Nations without an adequate technological defense against disease are sitting ducks for aggressive outbreaks, not just of known infections like Ebola, but entirely new diseases.
However, addressing the gap between countries that have and have-not is daunting, because the implementation of surveillance systems and supporting technology is a demanding task. Supporting infrastructure, including personnel to train doctors, nurses, and other health officials in the use of the system, is critical. Programmers and staff to maintain a surveillance system so it keeps functioning are critical. Simple basic infrastructure like communications systems is required to ensure that data is quickly and accurately spread from site to site, and to central compilation locations where trained epidemiologists can review data, track trends, and activate response teams as needed.
An effective surveillance system could be the starting point for an empowering science and technology aid package for a host nation. As the West has learned through years of painful experience, dropping technology in and hoping for the best doesn’t work, as equipment quickly languishes, ends up on the black market, or isn’t used to its full potential. To protect nations—and the world—it’s critical to have an international public health surveillance system with deep roots in every country, not surface WHO and CDC support that can’t logistically keep up with the demands of the international community.
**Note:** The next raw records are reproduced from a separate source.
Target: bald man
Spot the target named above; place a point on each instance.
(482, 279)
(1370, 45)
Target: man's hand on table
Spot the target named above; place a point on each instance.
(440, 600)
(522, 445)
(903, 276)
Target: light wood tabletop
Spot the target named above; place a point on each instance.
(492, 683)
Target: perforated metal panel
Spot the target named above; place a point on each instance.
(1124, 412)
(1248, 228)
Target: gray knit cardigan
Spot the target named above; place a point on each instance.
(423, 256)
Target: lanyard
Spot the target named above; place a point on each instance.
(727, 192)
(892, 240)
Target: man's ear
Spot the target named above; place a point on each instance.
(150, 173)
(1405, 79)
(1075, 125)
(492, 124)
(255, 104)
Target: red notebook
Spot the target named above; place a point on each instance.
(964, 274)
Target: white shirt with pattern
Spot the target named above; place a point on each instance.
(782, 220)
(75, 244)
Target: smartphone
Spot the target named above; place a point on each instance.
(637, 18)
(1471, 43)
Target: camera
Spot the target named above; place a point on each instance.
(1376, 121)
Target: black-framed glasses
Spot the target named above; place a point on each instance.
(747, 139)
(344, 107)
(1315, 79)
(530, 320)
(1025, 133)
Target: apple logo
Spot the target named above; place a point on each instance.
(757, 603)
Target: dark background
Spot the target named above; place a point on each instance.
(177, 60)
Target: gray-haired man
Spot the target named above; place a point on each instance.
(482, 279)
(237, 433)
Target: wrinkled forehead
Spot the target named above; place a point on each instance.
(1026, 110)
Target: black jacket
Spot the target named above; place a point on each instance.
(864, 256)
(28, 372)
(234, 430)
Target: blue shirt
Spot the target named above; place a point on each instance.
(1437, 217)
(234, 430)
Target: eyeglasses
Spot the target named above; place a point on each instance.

During the first known Ebola outbreak in 1976, CDC officers were forced to communicate by walking for miles between missionary stations and waiting patiently to use their radios—and, in turn, they had to count on the missionary down the line to pass their message on, for the recipient to pass it along, and so forth until the final destination. This kind of fumbling in the dark led to catastrophic delays. Even with first responders on scene doing important medical work, without technology, it can be difficult to get the better of infectious disease.